Billionaire tech entrepreneur Elon Musk's ambitious Starlink project suffered a massive hit this week when its almost 40 satellites were damaged by a geomagnetic storm recently. SpaceX, the Elon Musk-owned commercial space company, said 40 of the 49 satellites it launched on February 3 “will reenter or already have reentered” Earth's atmosphere due to the storm. It added that the storm caused “up to 50 percent higher drag than during previous launches” and prevented the satellites from reaching their intended orbit. If things go well, Falcon will launch about once a week on average in 2022, delivering ~2/3 of all Earth payload to orbit
“Unfortunately, the satellites deployed on Thursday were significantly impacted by a geomagnetic storm on Friday,” SpaceX said in a statement.
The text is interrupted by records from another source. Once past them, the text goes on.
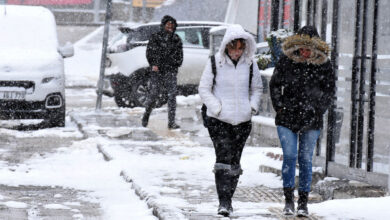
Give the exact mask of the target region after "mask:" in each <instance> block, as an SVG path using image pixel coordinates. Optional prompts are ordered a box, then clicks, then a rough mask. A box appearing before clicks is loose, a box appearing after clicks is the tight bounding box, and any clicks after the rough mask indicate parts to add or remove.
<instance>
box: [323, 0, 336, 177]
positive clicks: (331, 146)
mask: <svg viewBox="0 0 390 220" xmlns="http://www.w3.org/2000/svg"><path fill="white" fill-rule="evenodd" d="M338 43H339V0H333V15H332V54H331V57H330V61H331V64H332V68H333V71H334V75H335V79H336V81H337V78H338V69H339V66H338V57H339V47H338ZM334 89H335V90H334V96H333V98H332V104H331V106H330V108H329V112H328V130H327V140H326V160H325V161H326V162H325V163H326V164H325V175H328V165H329V162H330V161H334V157H335V152H336V150H335V148H336V147H335V146H336V144H335V128H336V107H337V87H335V88H334Z"/></svg>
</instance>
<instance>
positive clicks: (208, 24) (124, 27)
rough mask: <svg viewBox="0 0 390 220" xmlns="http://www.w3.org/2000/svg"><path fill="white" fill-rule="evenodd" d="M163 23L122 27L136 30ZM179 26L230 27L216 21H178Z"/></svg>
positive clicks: (160, 22) (145, 24)
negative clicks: (142, 27) (219, 25)
mask: <svg viewBox="0 0 390 220" xmlns="http://www.w3.org/2000/svg"><path fill="white" fill-rule="evenodd" d="M160 24H161V22H150V23H147V24H137V23H132V22H130V23H124V24H123V25H122V26H121V27H122V28H131V29H136V28H139V27H144V26H154V25H160ZM177 24H178V25H205V26H210V25H211V26H219V25H228V24H226V23H223V22H216V21H178V22H177Z"/></svg>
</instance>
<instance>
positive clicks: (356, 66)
mask: <svg viewBox="0 0 390 220" xmlns="http://www.w3.org/2000/svg"><path fill="white" fill-rule="evenodd" d="M360 8H361V0H356V12H355V16H356V17H355V19H356V20H355V40H354V41H355V42H354V50H353V58H352V82H351V84H352V85H351V102H352V104H351V138H350V151H349V166H350V167H352V168H355V167H356V137H357V97H356V95H357V94H358V88H357V85H358V83H359V80H358V77H357V74H358V71H359V67H358V63H359V54H358V53H359V49H360V44H359V42H360V26H361V21H360Z"/></svg>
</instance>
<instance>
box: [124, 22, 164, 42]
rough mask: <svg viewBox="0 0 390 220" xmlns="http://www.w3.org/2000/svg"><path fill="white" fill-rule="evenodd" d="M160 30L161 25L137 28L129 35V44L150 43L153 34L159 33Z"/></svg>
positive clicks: (145, 26) (140, 27) (128, 39)
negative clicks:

The company added that engineers tried to fly the satellites like a “sheet of paper” in a bid to reduce the drag but it seems only nine satellites managed to survive the geomagnetic storm. The nearly 40 satellites that failed to reach their orbit pose “zero collision risk” with other satellites. When they enter Earth's atmosphere, these satellites will die on their own, meaning there will be no orbital debris and no satellite part will hit the ground, SpaceX added in the statement.
SpaceX acknowledged that deploying satellites at low altitudes comes “at a considerable cost to us”.